Perjalanan saya ditemani seorang kawan, seorang mahasiswa tingkat akhir Filsafat UGM, Rifqi Muhammad, pengelola website kampusjogja.com yang telah hafal setiap lekuk perbukuan Yogyakarta. Tentu saja, di kampusnya ia seorang veteran. Tempat pertama yang ditunjukkannya adalah Pertokoan Buku Terban di sebelah selatan UGM. Kios-kios buku berjejeran di samping jalan.

Secara acak kami memilih Kios Buku Kusuma, mengobrak-abrik koleksinya. Di Kusuma, sebagian besar yang diperjualkan adalah buku-buku pelajaran untuk anak-anak SD, SMP dan SMA. Ada pula buku-buku untuk mahasiswa dan novel yang dipajang di depan. Harganya relatif murah. Karena buku di sini rata-rata adalah buku bajakan.

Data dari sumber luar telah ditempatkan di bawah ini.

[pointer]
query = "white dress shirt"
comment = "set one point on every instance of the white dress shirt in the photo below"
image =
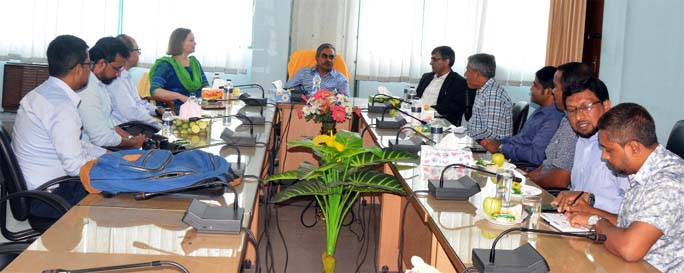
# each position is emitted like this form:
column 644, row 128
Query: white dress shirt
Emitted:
column 47, row 134
column 96, row 113
column 431, row 92
column 127, row 105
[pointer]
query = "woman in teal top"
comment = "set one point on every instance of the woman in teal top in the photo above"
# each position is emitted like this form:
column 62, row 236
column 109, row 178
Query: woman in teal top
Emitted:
column 177, row 77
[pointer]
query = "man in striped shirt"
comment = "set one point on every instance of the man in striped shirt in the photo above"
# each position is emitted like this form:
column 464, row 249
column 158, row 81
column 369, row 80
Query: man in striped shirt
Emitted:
column 492, row 116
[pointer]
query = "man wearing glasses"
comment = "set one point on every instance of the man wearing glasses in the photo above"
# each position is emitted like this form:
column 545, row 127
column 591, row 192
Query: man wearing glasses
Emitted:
column 444, row 89
column 108, row 57
column 126, row 104
column 331, row 79
column 591, row 179
column 47, row 130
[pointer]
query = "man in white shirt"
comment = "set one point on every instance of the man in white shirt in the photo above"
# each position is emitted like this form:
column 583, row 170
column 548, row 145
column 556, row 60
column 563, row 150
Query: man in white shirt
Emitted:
column 47, row 130
column 108, row 56
column 444, row 89
column 126, row 104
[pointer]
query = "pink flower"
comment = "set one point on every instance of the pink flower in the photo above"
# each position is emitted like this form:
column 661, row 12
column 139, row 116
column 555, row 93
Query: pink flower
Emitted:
column 339, row 113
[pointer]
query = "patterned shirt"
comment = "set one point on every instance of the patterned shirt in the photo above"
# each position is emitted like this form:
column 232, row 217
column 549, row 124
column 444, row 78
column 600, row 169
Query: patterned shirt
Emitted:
column 655, row 197
column 332, row 81
column 492, row 116
column 591, row 174
column 530, row 143
column 561, row 150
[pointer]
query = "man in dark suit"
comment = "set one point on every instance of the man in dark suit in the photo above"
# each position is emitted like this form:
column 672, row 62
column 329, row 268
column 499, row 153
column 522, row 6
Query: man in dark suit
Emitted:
column 444, row 89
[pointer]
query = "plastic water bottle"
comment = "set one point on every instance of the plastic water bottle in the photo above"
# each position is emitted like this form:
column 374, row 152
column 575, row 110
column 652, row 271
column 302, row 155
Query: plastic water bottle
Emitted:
column 167, row 123
column 437, row 130
column 316, row 84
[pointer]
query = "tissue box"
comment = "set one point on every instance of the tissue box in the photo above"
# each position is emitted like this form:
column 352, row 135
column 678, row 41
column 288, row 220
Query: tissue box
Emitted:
column 429, row 156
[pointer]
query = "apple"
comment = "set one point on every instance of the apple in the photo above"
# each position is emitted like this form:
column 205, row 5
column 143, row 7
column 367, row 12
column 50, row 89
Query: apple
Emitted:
column 491, row 206
column 498, row 159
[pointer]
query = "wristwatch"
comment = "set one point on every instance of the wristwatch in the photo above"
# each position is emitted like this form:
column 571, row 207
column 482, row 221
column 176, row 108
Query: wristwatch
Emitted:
column 593, row 220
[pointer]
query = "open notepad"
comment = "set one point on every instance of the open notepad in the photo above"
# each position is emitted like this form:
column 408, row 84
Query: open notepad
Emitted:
column 561, row 223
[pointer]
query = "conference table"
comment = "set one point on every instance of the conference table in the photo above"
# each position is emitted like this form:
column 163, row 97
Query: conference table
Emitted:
column 103, row 231
column 444, row 232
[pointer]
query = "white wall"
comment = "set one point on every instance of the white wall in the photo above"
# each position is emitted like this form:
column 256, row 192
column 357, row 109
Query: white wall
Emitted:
column 642, row 57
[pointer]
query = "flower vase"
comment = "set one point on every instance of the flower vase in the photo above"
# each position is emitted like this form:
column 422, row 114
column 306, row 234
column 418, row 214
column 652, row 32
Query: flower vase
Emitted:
column 328, row 128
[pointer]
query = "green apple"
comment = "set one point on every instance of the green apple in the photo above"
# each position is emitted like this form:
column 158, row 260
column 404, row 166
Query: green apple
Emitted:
column 491, row 206
column 498, row 159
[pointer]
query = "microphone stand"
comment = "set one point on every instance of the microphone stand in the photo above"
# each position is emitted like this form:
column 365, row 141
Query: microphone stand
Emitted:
column 523, row 259
column 176, row 265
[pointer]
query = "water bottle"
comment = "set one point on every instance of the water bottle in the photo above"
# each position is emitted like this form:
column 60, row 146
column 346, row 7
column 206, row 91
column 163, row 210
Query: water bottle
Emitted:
column 416, row 109
column 316, row 84
column 167, row 123
column 437, row 130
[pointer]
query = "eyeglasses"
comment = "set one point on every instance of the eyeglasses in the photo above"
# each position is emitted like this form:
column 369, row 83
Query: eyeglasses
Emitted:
column 584, row 108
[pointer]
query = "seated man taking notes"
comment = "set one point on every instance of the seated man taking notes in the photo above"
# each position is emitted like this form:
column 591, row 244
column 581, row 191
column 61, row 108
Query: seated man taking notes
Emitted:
column 330, row 79
column 648, row 225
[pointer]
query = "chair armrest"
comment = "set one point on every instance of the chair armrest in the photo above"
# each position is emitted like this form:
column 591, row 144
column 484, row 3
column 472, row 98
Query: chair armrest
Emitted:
column 57, row 181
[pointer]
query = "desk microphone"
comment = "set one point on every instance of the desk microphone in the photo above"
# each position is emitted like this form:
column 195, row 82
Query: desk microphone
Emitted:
column 410, row 145
column 459, row 189
column 394, row 123
column 176, row 265
column 522, row 259
column 372, row 108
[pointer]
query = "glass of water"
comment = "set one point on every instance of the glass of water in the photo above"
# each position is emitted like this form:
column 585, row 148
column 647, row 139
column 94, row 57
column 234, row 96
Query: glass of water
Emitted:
column 504, row 184
column 532, row 205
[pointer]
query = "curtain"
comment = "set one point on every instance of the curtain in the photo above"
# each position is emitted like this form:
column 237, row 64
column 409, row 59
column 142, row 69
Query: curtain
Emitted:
column 222, row 29
column 395, row 44
column 28, row 26
column 566, row 31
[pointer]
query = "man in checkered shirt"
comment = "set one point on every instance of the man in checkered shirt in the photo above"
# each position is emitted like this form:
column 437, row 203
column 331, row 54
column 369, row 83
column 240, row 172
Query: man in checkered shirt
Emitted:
column 492, row 116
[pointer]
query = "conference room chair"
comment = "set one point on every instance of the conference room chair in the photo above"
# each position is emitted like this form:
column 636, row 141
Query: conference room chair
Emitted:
column 675, row 143
column 520, row 110
column 307, row 58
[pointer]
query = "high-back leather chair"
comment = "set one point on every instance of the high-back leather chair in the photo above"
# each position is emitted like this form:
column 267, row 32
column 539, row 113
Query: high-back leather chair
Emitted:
column 307, row 58
column 675, row 143
column 520, row 110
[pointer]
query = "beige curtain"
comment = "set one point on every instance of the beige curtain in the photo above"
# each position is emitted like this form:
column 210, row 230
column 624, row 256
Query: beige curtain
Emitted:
column 566, row 31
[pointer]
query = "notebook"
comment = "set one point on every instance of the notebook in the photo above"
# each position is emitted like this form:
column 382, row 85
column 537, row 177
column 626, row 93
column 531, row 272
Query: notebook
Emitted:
column 561, row 223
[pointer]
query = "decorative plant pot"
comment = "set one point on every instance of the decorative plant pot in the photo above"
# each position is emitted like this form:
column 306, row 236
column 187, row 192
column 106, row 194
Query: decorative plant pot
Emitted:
column 328, row 128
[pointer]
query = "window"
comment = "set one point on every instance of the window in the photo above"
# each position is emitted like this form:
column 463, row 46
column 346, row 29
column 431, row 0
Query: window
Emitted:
column 395, row 44
column 223, row 29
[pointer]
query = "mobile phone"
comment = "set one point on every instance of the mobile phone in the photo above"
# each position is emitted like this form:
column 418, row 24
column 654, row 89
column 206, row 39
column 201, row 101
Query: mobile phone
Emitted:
column 549, row 208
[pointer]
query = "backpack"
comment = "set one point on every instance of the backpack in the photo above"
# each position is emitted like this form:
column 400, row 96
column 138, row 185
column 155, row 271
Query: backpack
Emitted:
column 152, row 171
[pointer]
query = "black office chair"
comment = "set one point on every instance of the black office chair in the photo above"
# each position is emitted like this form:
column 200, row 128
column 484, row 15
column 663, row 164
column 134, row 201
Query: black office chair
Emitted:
column 675, row 143
column 520, row 110
column 13, row 190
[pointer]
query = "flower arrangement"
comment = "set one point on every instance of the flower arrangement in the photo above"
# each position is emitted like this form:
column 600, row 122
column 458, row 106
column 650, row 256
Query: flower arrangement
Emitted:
column 326, row 106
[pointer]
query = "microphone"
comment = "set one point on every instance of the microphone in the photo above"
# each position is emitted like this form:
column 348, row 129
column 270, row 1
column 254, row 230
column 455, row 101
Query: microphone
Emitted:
column 240, row 139
column 372, row 108
column 176, row 265
column 410, row 146
column 524, row 258
column 395, row 123
column 253, row 101
column 459, row 189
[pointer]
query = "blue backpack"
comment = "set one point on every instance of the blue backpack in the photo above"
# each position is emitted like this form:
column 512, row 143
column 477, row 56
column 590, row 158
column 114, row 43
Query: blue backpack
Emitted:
column 152, row 171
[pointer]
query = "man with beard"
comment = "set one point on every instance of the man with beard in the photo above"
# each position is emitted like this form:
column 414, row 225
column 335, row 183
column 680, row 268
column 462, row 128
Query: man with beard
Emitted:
column 444, row 89
column 108, row 56
column 648, row 223
column 330, row 79
column 47, row 130
column 597, row 185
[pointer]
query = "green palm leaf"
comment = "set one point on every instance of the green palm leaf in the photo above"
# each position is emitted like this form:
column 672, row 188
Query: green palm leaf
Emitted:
column 301, row 188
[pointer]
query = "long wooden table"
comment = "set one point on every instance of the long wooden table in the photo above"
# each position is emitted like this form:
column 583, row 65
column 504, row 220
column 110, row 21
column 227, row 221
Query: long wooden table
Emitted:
column 120, row 230
column 444, row 232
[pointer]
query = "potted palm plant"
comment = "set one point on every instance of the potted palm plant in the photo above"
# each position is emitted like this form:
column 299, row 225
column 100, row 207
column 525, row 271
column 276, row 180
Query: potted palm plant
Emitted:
column 345, row 171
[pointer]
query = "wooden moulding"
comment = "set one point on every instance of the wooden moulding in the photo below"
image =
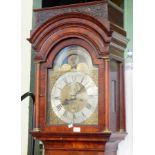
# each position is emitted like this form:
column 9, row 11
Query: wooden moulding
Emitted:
column 101, row 9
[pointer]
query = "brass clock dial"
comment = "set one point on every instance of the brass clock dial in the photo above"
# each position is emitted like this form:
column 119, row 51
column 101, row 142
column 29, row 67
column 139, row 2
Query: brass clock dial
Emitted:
column 73, row 88
column 74, row 97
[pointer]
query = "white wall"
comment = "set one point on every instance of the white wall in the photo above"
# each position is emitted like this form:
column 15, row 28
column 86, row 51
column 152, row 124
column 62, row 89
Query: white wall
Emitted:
column 26, row 21
column 125, row 147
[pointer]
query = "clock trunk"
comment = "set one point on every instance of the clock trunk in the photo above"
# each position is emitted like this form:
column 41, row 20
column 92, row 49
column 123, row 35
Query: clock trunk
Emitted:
column 79, row 83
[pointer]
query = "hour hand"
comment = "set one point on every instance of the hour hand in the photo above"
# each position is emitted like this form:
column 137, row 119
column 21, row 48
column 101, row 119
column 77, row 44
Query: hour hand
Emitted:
column 68, row 101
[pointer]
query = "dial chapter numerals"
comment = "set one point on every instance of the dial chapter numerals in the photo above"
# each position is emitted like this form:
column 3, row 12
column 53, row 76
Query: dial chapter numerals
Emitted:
column 84, row 91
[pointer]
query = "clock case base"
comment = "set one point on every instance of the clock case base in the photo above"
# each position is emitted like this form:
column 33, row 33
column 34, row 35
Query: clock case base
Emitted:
column 80, row 143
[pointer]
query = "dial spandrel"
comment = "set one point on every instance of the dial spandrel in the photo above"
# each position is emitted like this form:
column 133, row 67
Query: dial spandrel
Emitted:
column 73, row 89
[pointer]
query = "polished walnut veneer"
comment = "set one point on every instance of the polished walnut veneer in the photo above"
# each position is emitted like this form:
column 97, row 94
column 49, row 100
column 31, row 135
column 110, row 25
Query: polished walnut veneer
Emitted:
column 93, row 26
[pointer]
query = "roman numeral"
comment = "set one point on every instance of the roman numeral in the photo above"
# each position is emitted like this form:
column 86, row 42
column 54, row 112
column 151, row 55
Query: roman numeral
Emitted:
column 57, row 98
column 59, row 106
column 88, row 106
column 74, row 116
column 65, row 114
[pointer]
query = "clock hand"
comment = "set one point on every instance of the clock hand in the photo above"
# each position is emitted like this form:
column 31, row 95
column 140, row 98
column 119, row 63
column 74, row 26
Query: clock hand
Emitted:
column 68, row 101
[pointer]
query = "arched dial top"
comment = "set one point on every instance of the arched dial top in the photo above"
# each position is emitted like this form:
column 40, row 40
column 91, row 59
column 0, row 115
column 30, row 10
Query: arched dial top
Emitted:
column 73, row 88
column 74, row 97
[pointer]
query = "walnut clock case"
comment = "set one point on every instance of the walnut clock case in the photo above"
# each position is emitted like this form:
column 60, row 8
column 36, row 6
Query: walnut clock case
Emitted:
column 79, row 83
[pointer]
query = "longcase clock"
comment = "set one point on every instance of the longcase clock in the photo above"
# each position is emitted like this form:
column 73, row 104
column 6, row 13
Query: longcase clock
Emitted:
column 79, row 83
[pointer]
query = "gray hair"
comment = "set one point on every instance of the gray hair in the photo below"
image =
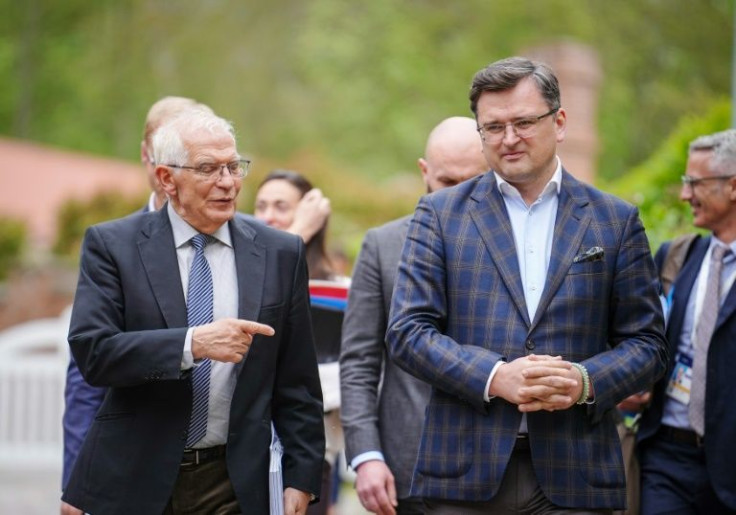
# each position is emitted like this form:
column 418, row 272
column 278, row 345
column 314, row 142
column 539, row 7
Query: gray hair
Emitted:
column 507, row 73
column 723, row 146
column 169, row 139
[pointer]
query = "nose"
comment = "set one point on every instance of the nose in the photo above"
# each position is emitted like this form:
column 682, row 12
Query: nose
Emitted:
column 509, row 134
column 223, row 174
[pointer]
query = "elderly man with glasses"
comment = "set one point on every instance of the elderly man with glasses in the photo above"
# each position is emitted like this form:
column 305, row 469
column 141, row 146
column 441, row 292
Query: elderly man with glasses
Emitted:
column 686, row 436
column 197, row 320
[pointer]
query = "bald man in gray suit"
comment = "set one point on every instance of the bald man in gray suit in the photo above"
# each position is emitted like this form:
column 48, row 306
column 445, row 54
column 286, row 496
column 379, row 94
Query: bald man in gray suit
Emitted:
column 383, row 422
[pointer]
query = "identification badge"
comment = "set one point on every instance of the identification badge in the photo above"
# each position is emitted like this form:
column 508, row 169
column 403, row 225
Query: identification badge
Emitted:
column 682, row 376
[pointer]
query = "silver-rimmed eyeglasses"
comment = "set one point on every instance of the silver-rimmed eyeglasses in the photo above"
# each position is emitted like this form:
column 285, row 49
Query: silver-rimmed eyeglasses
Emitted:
column 213, row 171
column 687, row 180
column 523, row 127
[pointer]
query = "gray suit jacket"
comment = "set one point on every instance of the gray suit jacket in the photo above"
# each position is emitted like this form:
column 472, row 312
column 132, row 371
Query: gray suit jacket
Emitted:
column 383, row 417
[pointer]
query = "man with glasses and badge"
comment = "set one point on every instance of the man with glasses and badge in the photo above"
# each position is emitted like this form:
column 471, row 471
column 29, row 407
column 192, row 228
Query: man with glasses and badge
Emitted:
column 686, row 435
column 529, row 301
column 196, row 318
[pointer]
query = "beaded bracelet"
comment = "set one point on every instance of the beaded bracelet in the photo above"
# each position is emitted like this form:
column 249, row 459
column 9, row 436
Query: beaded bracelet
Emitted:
column 586, row 383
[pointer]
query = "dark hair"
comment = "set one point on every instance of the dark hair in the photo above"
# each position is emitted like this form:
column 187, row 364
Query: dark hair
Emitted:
column 318, row 261
column 507, row 73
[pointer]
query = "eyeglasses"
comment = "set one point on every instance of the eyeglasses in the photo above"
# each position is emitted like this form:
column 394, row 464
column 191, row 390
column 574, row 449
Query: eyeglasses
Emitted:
column 213, row 171
column 523, row 127
column 693, row 181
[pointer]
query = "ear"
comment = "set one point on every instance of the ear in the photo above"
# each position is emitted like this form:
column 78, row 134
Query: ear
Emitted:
column 424, row 168
column 166, row 179
column 145, row 158
column 732, row 194
column 561, row 124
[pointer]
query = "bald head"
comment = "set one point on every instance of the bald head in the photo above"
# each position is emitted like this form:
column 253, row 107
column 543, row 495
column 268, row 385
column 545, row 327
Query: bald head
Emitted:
column 453, row 154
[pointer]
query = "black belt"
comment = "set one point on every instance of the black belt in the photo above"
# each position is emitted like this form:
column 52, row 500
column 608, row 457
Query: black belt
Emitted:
column 683, row 436
column 199, row 456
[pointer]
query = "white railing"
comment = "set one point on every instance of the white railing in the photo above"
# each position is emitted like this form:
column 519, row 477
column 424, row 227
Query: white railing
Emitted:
column 33, row 361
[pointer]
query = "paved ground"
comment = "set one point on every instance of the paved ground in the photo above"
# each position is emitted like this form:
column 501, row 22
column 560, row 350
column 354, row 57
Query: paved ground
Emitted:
column 37, row 493
column 29, row 493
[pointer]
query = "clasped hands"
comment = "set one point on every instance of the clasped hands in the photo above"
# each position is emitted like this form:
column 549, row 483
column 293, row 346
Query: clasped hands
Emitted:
column 538, row 382
column 226, row 339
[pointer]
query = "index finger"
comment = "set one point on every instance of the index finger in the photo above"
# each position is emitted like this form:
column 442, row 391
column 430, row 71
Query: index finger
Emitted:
column 250, row 327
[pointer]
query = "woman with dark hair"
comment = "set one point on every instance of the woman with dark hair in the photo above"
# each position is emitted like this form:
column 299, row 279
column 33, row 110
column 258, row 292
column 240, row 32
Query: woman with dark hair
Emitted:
column 286, row 200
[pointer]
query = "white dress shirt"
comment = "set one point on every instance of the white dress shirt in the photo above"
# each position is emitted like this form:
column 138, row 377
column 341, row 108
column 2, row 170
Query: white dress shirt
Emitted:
column 533, row 227
column 221, row 258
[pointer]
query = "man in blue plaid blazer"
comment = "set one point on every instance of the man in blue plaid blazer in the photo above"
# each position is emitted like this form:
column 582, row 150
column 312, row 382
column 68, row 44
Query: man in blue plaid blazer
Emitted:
column 529, row 301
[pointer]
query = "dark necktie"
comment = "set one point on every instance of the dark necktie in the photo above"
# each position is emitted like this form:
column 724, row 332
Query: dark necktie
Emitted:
column 703, row 333
column 200, row 296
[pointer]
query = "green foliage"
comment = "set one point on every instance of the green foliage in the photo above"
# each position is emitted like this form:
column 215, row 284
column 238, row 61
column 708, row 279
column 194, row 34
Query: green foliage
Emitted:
column 346, row 91
column 75, row 216
column 360, row 83
column 12, row 241
column 654, row 185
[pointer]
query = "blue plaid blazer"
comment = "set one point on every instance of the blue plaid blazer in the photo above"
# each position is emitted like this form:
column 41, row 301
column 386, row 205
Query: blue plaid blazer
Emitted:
column 458, row 308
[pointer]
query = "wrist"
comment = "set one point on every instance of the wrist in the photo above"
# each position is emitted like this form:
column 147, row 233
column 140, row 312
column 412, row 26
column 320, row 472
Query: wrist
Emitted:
column 585, row 393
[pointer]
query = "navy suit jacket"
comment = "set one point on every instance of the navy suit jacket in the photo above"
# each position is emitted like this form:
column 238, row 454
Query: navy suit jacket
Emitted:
column 127, row 332
column 458, row 308
column 81, row 402
column 720, row 388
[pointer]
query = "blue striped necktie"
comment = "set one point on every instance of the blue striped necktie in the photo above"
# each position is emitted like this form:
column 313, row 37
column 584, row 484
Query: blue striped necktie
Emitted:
column 200, row 296
column 703, row 334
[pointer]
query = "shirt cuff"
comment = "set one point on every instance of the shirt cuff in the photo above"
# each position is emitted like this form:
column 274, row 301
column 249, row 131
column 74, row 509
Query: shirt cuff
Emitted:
column 187, row 360
column 366, row 456
column 486, row 395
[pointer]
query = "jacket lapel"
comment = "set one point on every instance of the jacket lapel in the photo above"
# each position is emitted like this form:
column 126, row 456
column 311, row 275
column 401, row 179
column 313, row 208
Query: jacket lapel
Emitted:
column 570, row 225
column 250, row 266
column 158, row 255
column 492, row 221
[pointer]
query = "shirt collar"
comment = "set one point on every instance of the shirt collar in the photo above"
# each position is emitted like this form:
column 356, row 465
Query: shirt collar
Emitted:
column 183, row 232
column 715, row 241
column 554, row 184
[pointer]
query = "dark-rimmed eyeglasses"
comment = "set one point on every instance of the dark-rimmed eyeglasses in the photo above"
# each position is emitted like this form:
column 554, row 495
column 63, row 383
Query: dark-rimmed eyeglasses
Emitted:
column 523, row 127
column 213, row 171
column 692, row 181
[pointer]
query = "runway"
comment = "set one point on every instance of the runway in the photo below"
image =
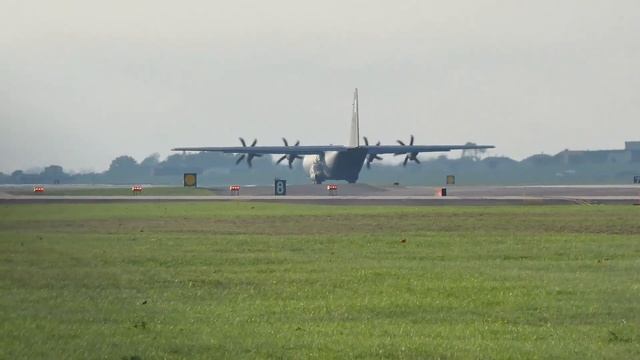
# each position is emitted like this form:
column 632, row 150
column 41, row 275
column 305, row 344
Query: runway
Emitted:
column 373, row 195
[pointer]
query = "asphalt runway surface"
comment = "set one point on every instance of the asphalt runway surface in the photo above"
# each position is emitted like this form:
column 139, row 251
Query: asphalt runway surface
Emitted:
column 374, row 195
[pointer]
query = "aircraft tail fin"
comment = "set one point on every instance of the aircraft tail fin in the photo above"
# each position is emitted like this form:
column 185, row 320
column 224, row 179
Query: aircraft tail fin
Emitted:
column 354, row 136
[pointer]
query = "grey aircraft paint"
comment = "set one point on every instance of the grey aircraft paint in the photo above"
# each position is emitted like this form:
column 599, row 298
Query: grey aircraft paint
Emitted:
column 334, row 162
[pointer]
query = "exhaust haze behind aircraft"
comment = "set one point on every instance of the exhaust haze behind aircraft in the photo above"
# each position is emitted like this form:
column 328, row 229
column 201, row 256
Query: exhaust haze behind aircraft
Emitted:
column 335, row 162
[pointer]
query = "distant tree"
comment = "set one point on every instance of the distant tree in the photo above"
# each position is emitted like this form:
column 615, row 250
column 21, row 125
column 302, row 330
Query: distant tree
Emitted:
column 151, row 161
column 53, row 174
column 124, row 162
column 124, row 169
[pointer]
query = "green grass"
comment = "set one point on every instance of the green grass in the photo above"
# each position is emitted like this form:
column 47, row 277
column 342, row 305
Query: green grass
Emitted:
column 252, row 280
column 119, row 191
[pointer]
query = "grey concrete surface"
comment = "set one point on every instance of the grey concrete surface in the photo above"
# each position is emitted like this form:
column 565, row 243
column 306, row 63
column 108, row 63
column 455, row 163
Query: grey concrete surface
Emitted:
column 375, row 195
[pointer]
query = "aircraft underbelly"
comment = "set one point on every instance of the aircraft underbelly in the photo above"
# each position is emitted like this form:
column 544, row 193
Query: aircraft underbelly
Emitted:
column 345, row 165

Perjalanan dilanjutkan ke Kompleks Buku Taman Pintar di Jalan Sriwedari. Kompleks ini lebih besar dari pertokoan sebelumnya. Kompleks ini sering juga disebut Shopping Centre. Inilah tempat belanja buku terbesar bagi mahasiswa dan masyarakat Yogyakarta, selain toko-toko buku besar yang biasanya bisa dijumpai di pasar-pasar modern. 



Kompleks Buku Taman Pintar menawarkan buku-buku yang jauh lebih beragam dibanding Terban.  Boleh dibilang inilah Kwitangnya Yogyakarta, namun dengan penampilan yang lebih tertata. Kompleks ini terdiri dari dua lantai, dengan ratusan kios. Tidak hanya menawarkan buku bajakan, beberapa kios di sini pun ada yang merupakan kios resmi dari beberapa distributor dan penerbitan. Bahkan Anda pun bisa menemukan kios-kios yang menawarkan kliping koran lawas dan tugas-tugas akhir mahasiswa dari berbagai kampus dengan tema yang telah dikurasi. 

Seperti halnya Kwitang, kita juga bisa mendapatkan buku-buku dan majalah bekas di sini dengan harga miring. Saya mendapatkan beberapa eksemplar majalah kebudayaan Basis, The Economist dan Newsweek edisi 2004 hingga 2008. Juga novel-novel terjemahan Pustaka Jaya seperti The Adventure of Tom Sawyer karya Mark Twain, yang mulai langka di pasaran.

Setelah puas berkeliling Shopping, tujuan kami selanjutnya adalah Kios Buku & Majalah Nol Km Yogyakarta. Tempat ini seperti Terban, berderet kios di pinggir jalan raya, dengan jumlah kurang dari sepuluh.

Tiba di Nol Km, kami langsung memarkir motor di pelataran yang cukup luas. Sayasetengah berlari menuju salah satu kios, tidak sabar karena melihat banyak karya Pramoedya Ananta Toer yang terpampang rapi. Tanpa sengaja, tas yang  saya gendong tertabrak seseorang yang juga berjalan terburu-buru. Orang itu bercelana pendek warna krem, berkaos putih dengan gambar Garuda Pancasila di dadanya dan kacamata disampirkan di leher kaos.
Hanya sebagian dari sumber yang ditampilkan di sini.